Fed Signals Just One Rate Cut This Year, More in 2025

The Federal Reserve has indicated that they are planning just one interest-rate cut this year, with more cuts expected in 2025. This decision highlights their strategy to keep borrowing costs high for longer to control inflation.

In their latest meeting, Fed officials unanimously decided to maintain the federal funds rate between 5.25% and 5.5%, a level not seen in two decades. However, they revised their projections, now expecting only one rate cut this year instead of the three they had forecasted in March. For 2025, they foresee four cuts, up from the three previously planned.

Fed Chair Jerome Powell acknowledged recent favorable inflation readings, saying, “We’ve seen some modest progress toward our inflation goal, but we need more good data to be confident that inflation is moving toward 2% sustainably.”

The views among Fed officials on the future of borrowing costs varied. The “dot plot” showed differing expectations: four policymakers predicted no cuts this year, seven anticipated one cut, and eight expected two cuts.

The Federal Open Market Committee updated its language to reflect the recent progress toward their 2% inflation target, a shift from their earlier statements which noted a lack of progress.

Despite these changes, Fed officials emphasized that interest rates are likely to remain high for a longer period, especially after the price pressures experienced in the first quarter. However, they also recognized that inflation showed signs of easing in April and May.

Data released earlier showed a positive trend, with the core consumer price index, excluding food and energy, rising by 0.2% in May and 3.4% over the past year, the slowest increase since 2021. Powell welcomed this data, but said it wasn’t enough to justify rate cuts just yet.

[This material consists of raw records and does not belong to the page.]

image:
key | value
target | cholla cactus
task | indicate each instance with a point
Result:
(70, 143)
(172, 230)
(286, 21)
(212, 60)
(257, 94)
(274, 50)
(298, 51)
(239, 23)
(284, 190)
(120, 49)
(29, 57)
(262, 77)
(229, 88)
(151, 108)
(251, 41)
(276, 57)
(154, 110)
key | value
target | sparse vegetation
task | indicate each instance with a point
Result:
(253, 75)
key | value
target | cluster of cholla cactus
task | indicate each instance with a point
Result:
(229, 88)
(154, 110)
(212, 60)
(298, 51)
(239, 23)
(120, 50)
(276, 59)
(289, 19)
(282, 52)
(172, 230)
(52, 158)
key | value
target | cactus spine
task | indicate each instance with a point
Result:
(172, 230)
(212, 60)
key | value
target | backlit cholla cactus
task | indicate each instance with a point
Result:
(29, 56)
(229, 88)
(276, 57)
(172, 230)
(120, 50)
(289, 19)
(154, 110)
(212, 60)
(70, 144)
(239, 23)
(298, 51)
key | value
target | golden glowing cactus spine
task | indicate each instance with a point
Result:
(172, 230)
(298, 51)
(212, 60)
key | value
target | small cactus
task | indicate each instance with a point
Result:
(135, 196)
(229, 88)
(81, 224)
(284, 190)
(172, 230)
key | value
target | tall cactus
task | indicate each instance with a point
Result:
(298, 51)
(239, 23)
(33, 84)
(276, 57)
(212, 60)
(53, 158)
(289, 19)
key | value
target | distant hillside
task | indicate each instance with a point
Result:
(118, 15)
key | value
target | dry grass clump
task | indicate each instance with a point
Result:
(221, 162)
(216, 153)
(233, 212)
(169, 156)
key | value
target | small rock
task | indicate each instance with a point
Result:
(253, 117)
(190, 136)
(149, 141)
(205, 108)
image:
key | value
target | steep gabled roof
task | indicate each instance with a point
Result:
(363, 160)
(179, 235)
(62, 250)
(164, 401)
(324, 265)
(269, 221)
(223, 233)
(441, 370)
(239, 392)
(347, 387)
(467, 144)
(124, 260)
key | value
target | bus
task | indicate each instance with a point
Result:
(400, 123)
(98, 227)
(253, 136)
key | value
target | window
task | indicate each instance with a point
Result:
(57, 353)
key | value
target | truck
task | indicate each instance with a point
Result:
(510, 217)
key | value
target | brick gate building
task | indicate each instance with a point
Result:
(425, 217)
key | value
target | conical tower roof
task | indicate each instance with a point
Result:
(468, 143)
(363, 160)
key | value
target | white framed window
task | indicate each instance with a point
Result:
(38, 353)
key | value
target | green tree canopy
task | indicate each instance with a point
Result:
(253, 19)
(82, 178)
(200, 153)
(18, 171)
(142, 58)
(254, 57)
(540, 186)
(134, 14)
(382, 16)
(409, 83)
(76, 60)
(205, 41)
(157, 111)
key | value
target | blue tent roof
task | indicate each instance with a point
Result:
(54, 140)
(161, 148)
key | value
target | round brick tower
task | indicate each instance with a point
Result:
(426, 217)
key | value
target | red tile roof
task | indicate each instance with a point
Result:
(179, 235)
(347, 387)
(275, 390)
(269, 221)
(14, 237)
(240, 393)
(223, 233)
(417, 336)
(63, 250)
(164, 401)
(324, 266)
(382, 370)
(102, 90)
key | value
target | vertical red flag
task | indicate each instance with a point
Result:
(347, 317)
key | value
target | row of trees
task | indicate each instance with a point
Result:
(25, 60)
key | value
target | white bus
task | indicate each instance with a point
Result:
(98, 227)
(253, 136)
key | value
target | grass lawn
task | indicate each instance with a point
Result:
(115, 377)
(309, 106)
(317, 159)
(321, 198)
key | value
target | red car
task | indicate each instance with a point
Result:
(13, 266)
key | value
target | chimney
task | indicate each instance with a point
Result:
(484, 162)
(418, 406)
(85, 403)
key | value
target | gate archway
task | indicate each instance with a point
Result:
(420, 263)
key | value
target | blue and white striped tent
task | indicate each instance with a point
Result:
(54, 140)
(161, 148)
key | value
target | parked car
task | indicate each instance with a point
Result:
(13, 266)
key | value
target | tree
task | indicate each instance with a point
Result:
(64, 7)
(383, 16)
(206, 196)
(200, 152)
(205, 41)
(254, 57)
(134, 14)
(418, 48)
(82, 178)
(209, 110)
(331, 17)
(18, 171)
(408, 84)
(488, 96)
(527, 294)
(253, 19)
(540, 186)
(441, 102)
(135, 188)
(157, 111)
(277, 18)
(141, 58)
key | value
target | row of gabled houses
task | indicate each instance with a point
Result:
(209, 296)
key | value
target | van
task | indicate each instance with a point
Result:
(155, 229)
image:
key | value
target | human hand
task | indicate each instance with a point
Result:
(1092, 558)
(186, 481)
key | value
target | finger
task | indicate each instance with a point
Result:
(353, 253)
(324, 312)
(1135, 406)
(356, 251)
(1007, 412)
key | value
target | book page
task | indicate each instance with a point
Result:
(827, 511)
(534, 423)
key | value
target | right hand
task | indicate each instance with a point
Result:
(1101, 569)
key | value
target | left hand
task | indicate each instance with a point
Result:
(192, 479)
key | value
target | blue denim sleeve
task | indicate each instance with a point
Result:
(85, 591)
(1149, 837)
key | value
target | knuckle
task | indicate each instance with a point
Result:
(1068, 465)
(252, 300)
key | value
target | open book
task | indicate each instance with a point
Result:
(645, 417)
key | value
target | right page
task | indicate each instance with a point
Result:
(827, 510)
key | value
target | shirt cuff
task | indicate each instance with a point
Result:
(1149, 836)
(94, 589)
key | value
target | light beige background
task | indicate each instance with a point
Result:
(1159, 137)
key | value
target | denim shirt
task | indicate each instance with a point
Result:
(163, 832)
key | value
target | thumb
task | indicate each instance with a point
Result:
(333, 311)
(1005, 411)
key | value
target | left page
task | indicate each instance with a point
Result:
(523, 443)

“Rate cuts that could have happened this year will likely occur next year,” Powell explained. “There are fewer cuts expected this year, but we anticipate one more next year.”

In contrast, other countries like the European Central Bank and the Bank of Canada have already started lowering their borrowing costs.

While traders still expect the Fed to cut rates twice by the end of the year, the overall outlook remains cautious.

Fed officials also updated their inflation forecasts, raising the projection for underlying inflation to 2.8% from 2.6% in March. They maintained their forecasts for economic growth and the unemployment rate at 2.1% and 4% respectively, with the unemployment rate rising to 4% in May.

Powell described the labor market as strong but cooling gradually, similar to its state just before the pandemic. He noted, however, that an unexpected downturn could prompt a response from the Fed.

There’s an ongoing debate among Fed officials about whether higher borrowing costs are having the expected impact on slowing the economy. Some, like Dallas Fed President Lorie Logan, believe higher costs may not be as effective, while others, like New York Fed President John Williams, think current policies are on track to bring inflation down.

U.S. central bankers are also discussing whether the neutral rate—the rate at which the Fed neither stimulates nor slows the economy—has increased since before the pandemic. A higher neutral rate would imply that current monetary policy might not be as restrictive as intended.

Powell concluded, “The question of whether policy is sufficiently restrictive will be answered over time. It’s clear that our policy is having the desired effects.”

While U.S. economic growth and spending are slowing, some parts of the economy are showing resilience to higher borrowing costs. For instance, U.S. nonfarm payrolls surged by 272,000 in May, and average hourly earnings growth increased.

The Fed also announced it would continue to reduce its balance sheet at a slower pace. Starting this month, the central bank will allow its Treasury holdings to decrease by up to $25 billion a month, down from the previous cap of $60 billion, while the cap for mortgage-backed securities remains unchanged at $35 billion.